Abstract

Reconstruction of Pleistocene glacial cycles from oxygen isotope records identifies dramatic changes in both global climate state and ice sheet size. The Mid-Pleistocene Transition (MPT) is an interval during which global ice sheets underwent a major transition from temporally symmetrical 41-thousand-year (kyr) cycles in the Early to Middle Pleistocene to asymmetrical 100-kyr cycles in the Middle to Late Pleistocene. The proposed timing of this transition and potential triggers remains contentious with possible mechanisms ranging from cryosphere dynamics to variations in Earth's energy balance.
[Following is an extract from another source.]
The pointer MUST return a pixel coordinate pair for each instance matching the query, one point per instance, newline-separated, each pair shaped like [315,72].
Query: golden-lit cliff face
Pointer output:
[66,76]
One suggested driver of the MPT involves the “Regolith Hypothesis”, which proposes that the Laurentide Ice Sheet (LIS) underwent fluctuations in ice sheet stability due to changes in subglacial substrate lithology. To empirically investigate this hypothesis, we use variations in seawater osmium (Os) isotope values from IODP sites U1302 and U1308 over an 800 kyr interval to evaluate changes in basal substrate across this transition. Our Os data identify a lithological shift beneath the LIS during the MPT that resulted in a marked change in the chemical weathering flux delivered to the ocean. We identify a pulse of glacially weathered material reaching the central North Atlantic, likely during the first Heinrich event at Marine Isotope Stage (MIS) 16, in response to increased ice sheet size post MPT. After MIS 16, the Os signal becomes less radiogenic which may correspond to a less extensive “missing glacial” which would have reduced overall weathering fluxes. Our Pleistocene Os isotope record (at ∼15 kyr resolution) contributes to our understanding of subglacial weathering of the LIS across the MPT and helps further constrain the flux of Os to the ocean during glacial-interglacial cycles.